Viktor Kopp at Ribordy Contemporary
Artist: Viktor Kopp
Venue: Ribordy Contemporary, Geneva
Date: May 3 – June 16, 2012
Full gallery of images, press release and link available after the jump.
Images courtesy of Viktor Kopp and Ribordy Contemporary, Geneva. Photos by Annik Wetter.
Though they seem simple at first glance, Viktor Kopp’s paintings reveal afterwards a part of ambiguity and strangeness; always in tension, they function in opposition.
Between representation and abstraction first: although often figurative, the painting likes to wander through the experiments of the material – textures, flats, shines … – which contrast with the often rigid geometrical structures of the composition. Back and forth between lush materials and severe forms, the works of Viktor Kopp become more and more extensive.
As they interrogate the Albertian idea of painting as an open window on the world, and use the pictorial traditions of trompe l’œil or illusionism, Viktor Kopp redefines formats and plays with the conventions of the frame – also to exceed them. Thus in some paintings the image is only partial, and suggests a much wider field off, which is left to the viewer’s imagination.

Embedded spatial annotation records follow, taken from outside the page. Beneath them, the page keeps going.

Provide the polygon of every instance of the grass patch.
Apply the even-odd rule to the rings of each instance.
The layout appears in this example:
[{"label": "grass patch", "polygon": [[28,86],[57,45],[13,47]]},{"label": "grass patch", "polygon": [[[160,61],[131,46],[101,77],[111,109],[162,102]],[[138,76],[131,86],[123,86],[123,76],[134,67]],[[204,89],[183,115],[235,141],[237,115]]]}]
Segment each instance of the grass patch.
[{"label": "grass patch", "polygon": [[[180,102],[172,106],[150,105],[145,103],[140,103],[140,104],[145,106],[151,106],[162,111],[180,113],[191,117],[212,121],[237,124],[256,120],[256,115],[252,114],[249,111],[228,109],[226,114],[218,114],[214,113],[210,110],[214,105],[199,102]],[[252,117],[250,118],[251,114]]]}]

Viktor Kopp manipulates the illusion with some irony, deliberately showing its strengths and/or failures. For example, doors in perspective placed on plain and neutral colour fields seem to float, as if their power of illusion had been deactivated. Similarly his recent series of landscapes in grey shades shows the transformation of a quite rough and completely abstract painting into something that comes to a landscape – as the touch becomes tightened and clearer, and the shadows define a space.
Of his earlier works, which mixed aesthetic of comics and surreal atmospheres, in colourful tones, Viktor Kopp has retained a taste for humour, as well as the construction of mental projections surfaces. His chocolate bars series that started in 2007 witnesses these changes: as they were originally hyper-realistic, the chocolates were also marked with the artist’s initials, parodying a brand concept. Gradually, the painting became more physical, the touch thicker, and each square could be considered as a painting in itself. The initials of Viktor Kopp are present in other paintings where, magnifying what could be just a signature, they become a self-portrait.
As they propose a comment about the medium of painting itself, between tribute and parody of various moments of the art history, the works of Viktor Kopp are puzzles in which the viewer is invited to drift away.